In Dubbo, for example, he lists the many things Squadron has supported, such as a wastewater treatment plant, free internet, a helicopter rescue service and co-investment opportunities.
“I think you would be surprised when you talk to the communities where we operate, the feedback we get is one of strong welcome,” he said.
“Especially for farmers that host the wind turbines, it’s the best crop they could hope for, it’s allowed them to stabilise their operations by having constant income.
“It can get beaten up in the media at times.”
Mining moves
While mining (of iron ore) underpins the Forrests’ fortune, their attempts to diversify into other minerals have not fared so well.
Tattarang subsidiary Wyloo Metals spent more than $1 billion buying WA nickel miner Mincor Resources and Canadian project developer Noront Resources.
Mincor’s operations were put on care and maintenance in May last year, around the same time most other Australian nickel miners did the same thing.
Mr Hartman admits Wyloo got its timing wrong but insists the long-term prospects are good.
“Our overall thesis of growing demand for nickel hasn’t changed,” he said.
In anticipation of better times, Wyloo is continuing to explore its tenements and has achieved some success.
Its exploration drilling and mineral resource re-estimation has enabled Wyloo to fully replace the resource that was mined between 2021, when the Kambalda mines reopened, and 2024 when they were shut down.
He believes the Canadian assets hold great promise.
“The Noront story is less fully appreciated; it’s not just a nickel mine, it’s a whole province with lots of different resources,” he said.
These include copper, chrome, platinum and palladium.
“We think it’s a world-class project we have there,” he said.
Wyloo has fared better with its investment in Greatland Gold, which has gained strong investor backing for its acquisition of the Telfer mine and the neighbouring Havieron gold project in the Pilbara.
Less promising is its $150 million loan to struggling project developer Hastings Technology Metals.
With accumulated interest, the loan is now worth $200 million but Hastings’ ability to repay is questionable.
Despite the setbacks, Wyloo still generated about $150 million in revenue last year, from its Kambalda operations and the sale of equity positions, most notably a $90 million stake in Canada’s Queens Road Capital.
Agribusiness
Tattarang’s largest business in WA is Harvest Road Group, which employs more than 1,300 people.

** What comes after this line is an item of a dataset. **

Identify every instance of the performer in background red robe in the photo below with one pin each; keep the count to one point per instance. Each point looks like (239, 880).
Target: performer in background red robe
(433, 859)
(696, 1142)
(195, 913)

The agribusiness arm generated income of $420 million last financial year from a mix of export and local sales, with its Harvey Beef brand increasing its WA retail market share to 7.7 per cent.

Koojan Downs has capcity for 20,000 head of cattle. Photo: Michael O'Brien.
Its operation spans 15 sites, from pastoral stations in the Kimberley and Pilbara to the state’s largest beef processing facility at Harvey.
In the middle, near New Norcia, the group has developed the state’s largest feedlot, which has up to 20,000 cattle at any point in time.
The feedlot is complemented by multiple nearby farming properties that Harvest Road has purchased, allowing cattle to graze on pasture.
This integrated operation enabled the group to increase the number of cattle processed by 47 per cent to 205,219 last year.
It’s not just cattle from the group’s pastoral stations that are ‘fattened up’ at the feedlot.
The group partners with 1,200 cattle producers across the state, buying livestock when other farms do not have enough feed.
The location of the feedlot was carefully chosen, with one key attribute being an underground aquifer that supports more intensive grazing.
The plentiful water supply enables Harvest Road to maintain lush grass on selected paddocks during summer.
The group is also cultivating perennials that will provide feed during summer when surrounding paddocks are barren.
There is one key metric that signals the success of Harvest Road – its farms and pastoral stations are estimated to be 40 per cent above their acquisition values.